Stan performance inside Virtual Machines

Dear all,

I will soon need to run Stan inside a Virtual Machine, and I was wondering whether I should expect the same (or similar) performance that I would get when running directly on the host operating system.

My question is rather general, but I’m particularly interested in Virtualbox (Linux guest, Windows 10 host) on Intel.

I know that “in theory”, since Stan is CPU-intensive and RAM-intensive, being inside a VM should not matter that much since the machine instructions are directly executed on the CPU anyway, and syscalls should be (relatively) rare for Stan. But “in practice”, reality does love to be different …

Thanks in advance!

I don’t know, but if you have a Windows 10 host, my guess would be that WSL is at least as fast as Virtualbox.

1 Like

Hi Alberto,

We’ve seen that with WSL on Windows 10, Stan’s performance will actually be faster than in native Windows. The specifics were in this post: Large Cmdstan performance differences Windows vs. Linux

But that whole thread has more discussion of the performance differences between Windows & Linux.

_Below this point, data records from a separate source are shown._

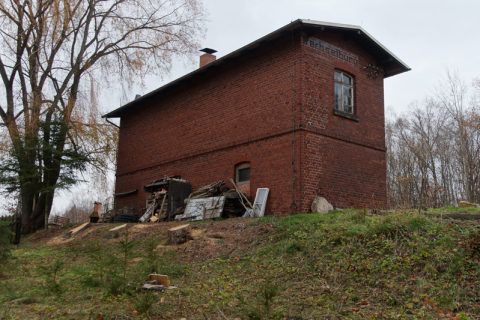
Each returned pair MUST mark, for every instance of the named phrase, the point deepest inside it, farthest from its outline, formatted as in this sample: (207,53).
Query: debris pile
(166,198)
(214,201)
(111,215)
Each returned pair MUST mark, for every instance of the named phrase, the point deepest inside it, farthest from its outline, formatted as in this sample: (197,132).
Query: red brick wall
(245,112)
(271,166)
(341,159)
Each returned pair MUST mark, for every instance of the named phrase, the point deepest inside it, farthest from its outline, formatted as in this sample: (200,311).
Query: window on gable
(243,173)
(343,92)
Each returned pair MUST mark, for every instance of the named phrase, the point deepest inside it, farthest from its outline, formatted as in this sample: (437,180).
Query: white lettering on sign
(331,50)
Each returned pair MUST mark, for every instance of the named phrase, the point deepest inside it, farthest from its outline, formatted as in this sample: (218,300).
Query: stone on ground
(321,205)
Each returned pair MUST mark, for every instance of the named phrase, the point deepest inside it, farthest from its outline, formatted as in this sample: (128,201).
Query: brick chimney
(207,57)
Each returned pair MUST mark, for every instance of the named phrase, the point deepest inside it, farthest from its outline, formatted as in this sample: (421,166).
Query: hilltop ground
(342,265)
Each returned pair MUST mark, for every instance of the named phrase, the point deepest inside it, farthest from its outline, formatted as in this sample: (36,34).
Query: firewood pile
(207,191)
(110,215)
(232,206)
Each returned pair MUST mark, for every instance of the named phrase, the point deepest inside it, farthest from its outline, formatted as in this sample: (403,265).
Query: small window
(243,173)
(343,92)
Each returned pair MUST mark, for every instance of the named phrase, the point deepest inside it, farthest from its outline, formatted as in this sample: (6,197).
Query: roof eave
(402,67)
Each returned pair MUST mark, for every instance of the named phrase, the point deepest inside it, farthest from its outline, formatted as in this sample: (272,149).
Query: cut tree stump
(180,234)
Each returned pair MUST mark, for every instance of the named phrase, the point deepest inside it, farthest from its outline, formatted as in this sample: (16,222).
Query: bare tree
(53,54)
(433,151)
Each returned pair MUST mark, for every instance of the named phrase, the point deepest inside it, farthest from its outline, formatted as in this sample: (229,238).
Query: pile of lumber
(156,208)
(233,207)
(110,215)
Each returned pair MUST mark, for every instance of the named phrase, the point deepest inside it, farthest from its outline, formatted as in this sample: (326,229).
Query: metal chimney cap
(208,50)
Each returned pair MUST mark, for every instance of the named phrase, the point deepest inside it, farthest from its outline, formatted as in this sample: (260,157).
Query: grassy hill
(342,265)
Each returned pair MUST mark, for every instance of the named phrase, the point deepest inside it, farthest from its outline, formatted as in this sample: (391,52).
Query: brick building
(299,111)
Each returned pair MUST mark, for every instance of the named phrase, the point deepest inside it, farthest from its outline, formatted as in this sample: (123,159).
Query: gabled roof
(390,63)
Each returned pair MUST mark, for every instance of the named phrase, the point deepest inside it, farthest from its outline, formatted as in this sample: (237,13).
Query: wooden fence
(15,224)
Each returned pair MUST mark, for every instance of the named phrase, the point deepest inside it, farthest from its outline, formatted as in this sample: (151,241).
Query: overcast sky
(429,36)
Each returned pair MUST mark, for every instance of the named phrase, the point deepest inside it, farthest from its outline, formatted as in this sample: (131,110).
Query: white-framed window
(343,92)
(243,173)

Additionally, RStudio has a great guide on getting RStudio server setup on WSL so you can use RStudio through your web browser, but be running on the WSL backend:


Hi Andrew,

the thread you have quoted is very very interesting, thanks!

It seems that there is a general consensus against running Stan on Windows; many people report severe degradation in performance, mostly blaming either the inefficient Windows compiler(s) or that Stan is developed for Linux first and then ported to Windows. So, for the sake of a general discussion about Virtualized Environments, let’s put Stan-on-Windows out of the equation, and consider Stan-on-Linux only (virtualized or not).

Stan should (as far as I know, correct me if I’m wrong) spend 99.9% of the time on the CPU cores (crunching numbers and accessing the RAM), doing very few syscalls (I/O mostly). Syscalls are the place where performance issues usually arise in virtualized environments.

Even during Model compilation by the C++ compiler, when many files are accessed, I would expect the CPU+RAM to be the bottleneck, while trying to apply all those expensive numerical optimizations (loop unrolling, function inlining, etc etc).

During MCMC sampling - after the initial data loading from the filesystem, I can imagine syscalls rarely done only

  • to get more memory from the OS (e.g. when appending new MCMC samples to the chain output buffer)
  • to get the system time for measuring elapsed times
  • to output debug messages

I’m wondering if the above description is accurate: that is what I would “theoretically” naively expect, but I’m not a specialist in numerical programming, and I’m far from being an expert in Stan as well or virtualization. There are probably other important aspects that I have overlooked, and that arise in practice.

Again, thanks in advance for any contribution :)